I grabbed a legal pad off the counter, uncapped a pen, and started a bullet list. I wrote SULTANS at the top, double-underlined it. If my hand shook, I didn’t let it show.

Augustine laid out the intel, voice low. “Three witnesses mentioned accents. One of them said Middle Eastern, another called it Russian, but it’s bullshit. Sultans are using Turkish imports as muscle—guys who don’t know the streets, but know how to pull a trigger.”

“Any visuals?” I asked.

He slid a cell phone across the table, the screen showing grainy security footage from the bank. Two men in hoodies, one with a walk that caught my attention—a limp in the right leg, toe-out. The third hung back, never showing his face.

I zoomed in and caught the flash of a tattoo on shooter two's wrist. “There. Bottom of a Sultan patch, no question.”

Emily looked up, eyes sharp. “You think they picked her at random, or was it targeted?”

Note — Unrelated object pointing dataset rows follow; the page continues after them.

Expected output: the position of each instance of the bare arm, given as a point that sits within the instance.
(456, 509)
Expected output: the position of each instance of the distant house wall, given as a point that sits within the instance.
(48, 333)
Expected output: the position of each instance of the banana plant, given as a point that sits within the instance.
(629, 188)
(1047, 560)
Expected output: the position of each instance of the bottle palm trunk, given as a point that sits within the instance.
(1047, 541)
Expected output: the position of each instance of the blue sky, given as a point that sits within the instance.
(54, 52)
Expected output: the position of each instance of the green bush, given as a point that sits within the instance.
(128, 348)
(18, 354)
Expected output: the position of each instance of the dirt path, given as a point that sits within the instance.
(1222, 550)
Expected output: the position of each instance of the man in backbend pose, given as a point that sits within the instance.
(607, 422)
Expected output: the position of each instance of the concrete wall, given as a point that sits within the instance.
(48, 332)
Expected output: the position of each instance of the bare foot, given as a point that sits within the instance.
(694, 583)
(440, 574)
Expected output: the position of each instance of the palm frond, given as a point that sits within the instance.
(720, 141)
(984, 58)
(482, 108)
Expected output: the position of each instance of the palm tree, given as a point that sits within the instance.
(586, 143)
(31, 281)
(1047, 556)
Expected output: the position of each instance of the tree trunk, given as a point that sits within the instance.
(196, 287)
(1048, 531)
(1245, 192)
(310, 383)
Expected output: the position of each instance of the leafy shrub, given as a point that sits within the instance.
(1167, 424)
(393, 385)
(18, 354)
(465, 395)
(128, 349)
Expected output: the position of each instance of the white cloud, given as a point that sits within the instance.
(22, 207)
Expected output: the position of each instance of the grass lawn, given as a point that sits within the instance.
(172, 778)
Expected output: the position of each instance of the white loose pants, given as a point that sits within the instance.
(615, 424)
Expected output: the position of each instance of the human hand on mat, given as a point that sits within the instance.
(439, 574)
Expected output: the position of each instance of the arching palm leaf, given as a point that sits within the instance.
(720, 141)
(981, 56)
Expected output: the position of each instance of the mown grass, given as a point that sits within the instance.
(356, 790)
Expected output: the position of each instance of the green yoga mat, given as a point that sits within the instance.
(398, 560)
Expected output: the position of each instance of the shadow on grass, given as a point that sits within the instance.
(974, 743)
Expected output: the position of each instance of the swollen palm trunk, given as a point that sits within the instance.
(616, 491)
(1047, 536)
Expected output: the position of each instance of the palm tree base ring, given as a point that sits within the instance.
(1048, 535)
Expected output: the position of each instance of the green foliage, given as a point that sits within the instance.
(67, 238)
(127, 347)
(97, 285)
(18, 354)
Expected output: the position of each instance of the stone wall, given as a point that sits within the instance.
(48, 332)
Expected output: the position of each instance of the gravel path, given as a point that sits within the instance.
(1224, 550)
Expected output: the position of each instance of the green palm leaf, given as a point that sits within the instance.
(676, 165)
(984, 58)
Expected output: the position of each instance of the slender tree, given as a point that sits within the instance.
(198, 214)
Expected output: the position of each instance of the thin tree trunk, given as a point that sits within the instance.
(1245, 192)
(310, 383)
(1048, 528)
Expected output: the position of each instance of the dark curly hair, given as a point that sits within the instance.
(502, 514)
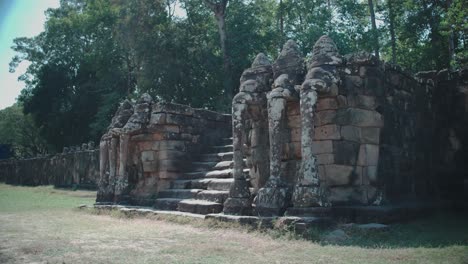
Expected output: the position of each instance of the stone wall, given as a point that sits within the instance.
(347, 130)
(78, 168)
(150, 144)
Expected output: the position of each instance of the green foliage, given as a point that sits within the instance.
(18, 131)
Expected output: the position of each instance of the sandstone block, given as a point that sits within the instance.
(341, 195)
(158, 118)
(172, 144)
(148, 155)
(321, 147)
(327, 103)
(168, 175)
(150, 166)
(370, 135)
(172, 165)
(327, 132)
(342, 101)
(358, 117)
(325, 159)
(293, 108)
(294, 121)
(172, 154)
(351, 133)
(346, 152)
(324, 117)
(370, 175)
(362, 101)
(342, 175)
(321, 173)
(296, 135)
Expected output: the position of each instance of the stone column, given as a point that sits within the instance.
(248, 104)
(307, 193)
(239, 201)
(320, 78)
(122, 177)
(114, 143)
(103, 175)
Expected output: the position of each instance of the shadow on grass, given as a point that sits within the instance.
(442, 229)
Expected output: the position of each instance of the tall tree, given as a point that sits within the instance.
(218, 7)
(391, 26)
(375, 35)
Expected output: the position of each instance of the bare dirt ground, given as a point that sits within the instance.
(38, 225)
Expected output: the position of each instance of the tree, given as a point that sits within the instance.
(19, 132)
(375, 35)
(218, 7)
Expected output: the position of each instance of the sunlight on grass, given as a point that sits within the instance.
(22, 199)
(40, 225)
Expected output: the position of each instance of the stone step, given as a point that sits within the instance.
(179, 193)
(213, 196)
(220, 174)
(225, 148)
(216, 157)
(209, 183)
(202, 166)
(222, 165)
(220, 184)
(199, 207)
(167, 203)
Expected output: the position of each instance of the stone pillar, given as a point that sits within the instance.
(248, 105)
(306, 193)
(108, 153)
(113, 153)
(239, 201)
(274, 197)
(122, 178)
(321, 78)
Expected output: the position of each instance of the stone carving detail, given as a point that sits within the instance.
(274, 197)
(321, 76)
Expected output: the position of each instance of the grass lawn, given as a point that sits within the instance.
(40, 225)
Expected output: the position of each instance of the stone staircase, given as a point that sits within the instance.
(204, 189)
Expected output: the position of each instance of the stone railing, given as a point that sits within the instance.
(75, 167)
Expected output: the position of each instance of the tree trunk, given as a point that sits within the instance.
(281, 21)
(451, 39)
(374, 29)
(391, 16)
(219, 10)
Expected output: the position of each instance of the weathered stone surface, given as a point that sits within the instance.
(342, 174)
(322, 147)
(358, 117)
(327, 132)
(346, 152)
(325, 117)
(325, 159)
(341, 195)
(328, 103)
(289, 62)
(324, 53)
(368, 155)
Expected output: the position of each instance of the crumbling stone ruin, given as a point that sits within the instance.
(344, 132)
(151, 147)
(335, 135)
(76, 166)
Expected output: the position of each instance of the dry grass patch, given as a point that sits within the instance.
(54, 233)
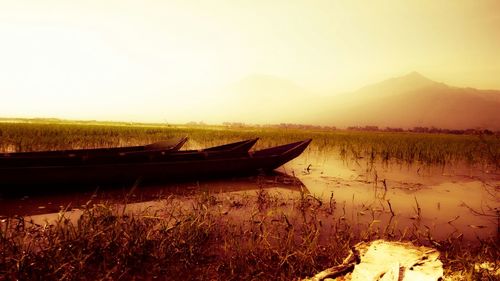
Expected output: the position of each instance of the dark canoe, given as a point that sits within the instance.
(173, 144)
(174, 166)
(114, 155)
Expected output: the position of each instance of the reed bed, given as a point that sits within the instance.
(431, 149)
(259, 236)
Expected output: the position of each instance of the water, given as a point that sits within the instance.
(445, 201)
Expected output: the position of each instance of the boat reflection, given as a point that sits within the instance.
(36, 203)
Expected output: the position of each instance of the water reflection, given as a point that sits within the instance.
(452, 200)
(46, 203)
(443, 201)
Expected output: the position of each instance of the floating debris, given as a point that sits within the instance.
(386, 261)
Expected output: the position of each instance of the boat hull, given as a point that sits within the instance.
(212, 164)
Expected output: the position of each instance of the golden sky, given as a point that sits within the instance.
(163, 60)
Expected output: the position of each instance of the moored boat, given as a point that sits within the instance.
(191, 164)
(113, 155)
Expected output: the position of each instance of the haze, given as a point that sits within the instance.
(180, 61)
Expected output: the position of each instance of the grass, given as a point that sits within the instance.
(406, 147)
(216, 237)
(222, 236)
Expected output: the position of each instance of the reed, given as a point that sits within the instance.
(259, 236)
(430, 149)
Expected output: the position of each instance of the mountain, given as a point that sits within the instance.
(408, 101)
(414, 100)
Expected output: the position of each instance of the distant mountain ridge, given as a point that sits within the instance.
(414, 100)
(408, 101)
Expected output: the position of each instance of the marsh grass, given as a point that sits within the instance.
(432, 149)
(261, 236)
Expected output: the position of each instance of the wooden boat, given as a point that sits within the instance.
(112, 155)
(173, 145)
(170, 166)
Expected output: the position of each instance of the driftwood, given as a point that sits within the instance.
(386, 261)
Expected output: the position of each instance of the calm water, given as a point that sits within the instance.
(450, 200)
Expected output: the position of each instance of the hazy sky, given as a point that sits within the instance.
(159, 60)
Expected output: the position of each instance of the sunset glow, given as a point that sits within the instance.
(174, 61)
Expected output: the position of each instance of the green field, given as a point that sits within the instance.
(386, 146)
(263, 236)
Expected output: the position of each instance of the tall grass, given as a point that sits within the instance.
(439, 149)
(216, 237)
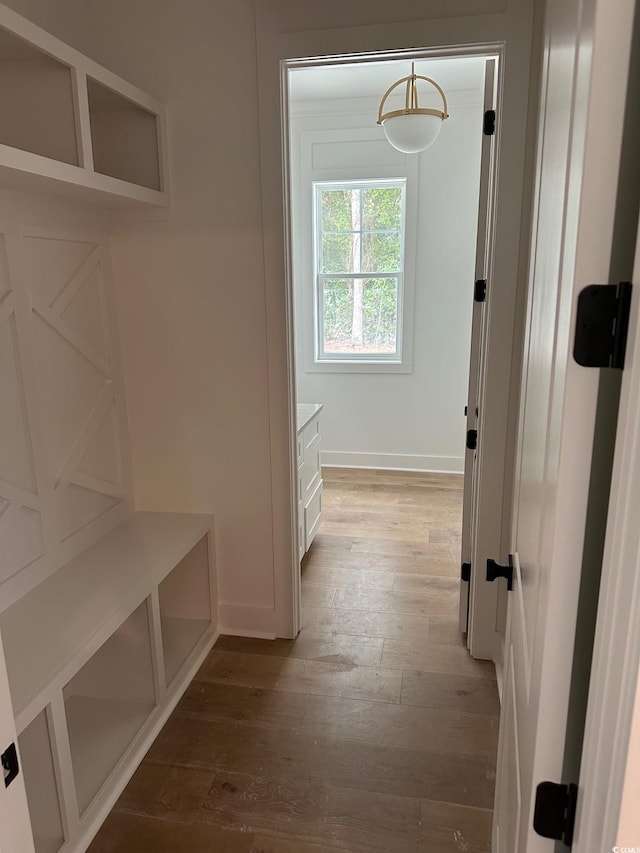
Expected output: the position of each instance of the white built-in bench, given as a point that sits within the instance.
(98, 655)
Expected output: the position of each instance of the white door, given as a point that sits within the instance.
(478, 332)
(15, 826)
(585, 69)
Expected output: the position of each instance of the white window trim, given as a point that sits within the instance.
(320, 356)
(307, 267)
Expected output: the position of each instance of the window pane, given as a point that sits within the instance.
(340, 253)
(380, 253)
(382, 208)
(360, 316)
(337, 311)
(336, 210)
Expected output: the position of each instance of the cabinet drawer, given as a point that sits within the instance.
(311, 468)
(310, 433)
(313, 514)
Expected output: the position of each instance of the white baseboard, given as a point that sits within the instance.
(240, 621)
(394, 461)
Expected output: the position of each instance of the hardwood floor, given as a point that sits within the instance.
(373, 731)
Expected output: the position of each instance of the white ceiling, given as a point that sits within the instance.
(371, 79)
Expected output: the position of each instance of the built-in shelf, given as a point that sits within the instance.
(107, 702)
(69, 126)
(40, 781)
(124, 138)
(185, 609)
(179, 637)
(36, 101)
(97, 657)
(79, 606)
(100, 730)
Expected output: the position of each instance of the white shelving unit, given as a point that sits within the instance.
(310, 482)
(42, 786)
(107, 702)
(70, 126)
(97, 656)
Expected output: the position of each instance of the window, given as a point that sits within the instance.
(359, 260)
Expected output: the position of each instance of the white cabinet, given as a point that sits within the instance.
(71, 127)
(309, 474)
(97, 657)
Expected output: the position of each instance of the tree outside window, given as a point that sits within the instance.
(359, 269)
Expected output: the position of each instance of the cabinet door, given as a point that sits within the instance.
(15, 836)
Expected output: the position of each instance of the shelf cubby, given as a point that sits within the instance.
(89, 642)
(107, 702)
(41, 783)
(124, 138)
(185, 608)
(71, 127)
(36, 101)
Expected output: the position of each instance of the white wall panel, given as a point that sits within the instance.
(409, 420)
(63, 477)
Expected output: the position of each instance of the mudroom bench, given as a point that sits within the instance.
(98, 655)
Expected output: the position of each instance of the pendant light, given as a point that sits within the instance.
(413, 128)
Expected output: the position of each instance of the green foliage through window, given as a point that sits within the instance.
(360, 242)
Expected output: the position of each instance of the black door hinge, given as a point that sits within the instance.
(480, 290)
(10, 768)
(489, 123)
(554, 812)
(602, 322)
(495, 571)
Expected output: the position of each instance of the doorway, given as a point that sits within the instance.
(404, 412)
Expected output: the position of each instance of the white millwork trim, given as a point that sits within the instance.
(394, 461)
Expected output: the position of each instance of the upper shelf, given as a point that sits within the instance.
(71, 612)
(70, 126)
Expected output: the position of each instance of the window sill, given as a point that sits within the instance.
(358, 367)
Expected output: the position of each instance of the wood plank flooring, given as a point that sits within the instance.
(373, 731)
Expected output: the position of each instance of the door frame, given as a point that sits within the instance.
(612, 704)
(482, 609)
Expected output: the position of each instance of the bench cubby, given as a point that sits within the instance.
(97, 657)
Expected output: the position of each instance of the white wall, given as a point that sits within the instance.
(397, 420)
(203, 320)
(65, 474)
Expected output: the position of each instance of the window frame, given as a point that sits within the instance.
(313, 164)
(321, 356)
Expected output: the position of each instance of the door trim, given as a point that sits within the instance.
(490, 51)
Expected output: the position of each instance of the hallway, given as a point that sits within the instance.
(373, 731)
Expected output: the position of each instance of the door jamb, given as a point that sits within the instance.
(488, 49)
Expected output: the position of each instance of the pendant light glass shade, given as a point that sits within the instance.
(414, 128)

Nitro watched her, weighing the question before answering. “You ever see a club job done at random?”

She shook her head. “No.”

I wrote, NOT RANDOM. TARGETED. in block caps, then circled it.

“Retaliation?” I said, looking at Nitro.

He nodded. “That’s Damron’s line, but he wants to play it quiet until after the funeral. No public mess. No blowback.”

Sergeant let out a low whine and pressed her head into Emily’s knee. Emily stroked her fur, never breaking eye contact with the table.

Augustine sipped at the coffee still left in his mug. “They’re moving east tonight. Got eyes on a car with Arizona plates. They’re bunkering up at the old motel by the truck stop.”

“Good,” I said. The legal pad was already half-filled with notes, a little more legible than the obituary but cut from the same cloth. I catalogued every detail, every rumor, each a step closer to something I could grab and crush.

Emily stood, pacing once around the table. “So you’re just waiting?”

I could tell she hated the idea of doing nothing, of letting the machinery of the club grind away while the rest of us just watched.

“It’s about optics,” Nitro said. “We let the heat die down, then settle it off the books. Cleaner that way.”

Emily nodded, but her lips pressed thin.

Augustine stood, folder still under his arm. “We’ll be around if you need us. Eyes open, ears up.”

I followed them to the door. This time, as I opened it, Augustine glanced at Emily, then back to me. “You got good taste,” he said. “Keep her close.”

The door shut behind them, leaving the space heavy with something I couldn’t name.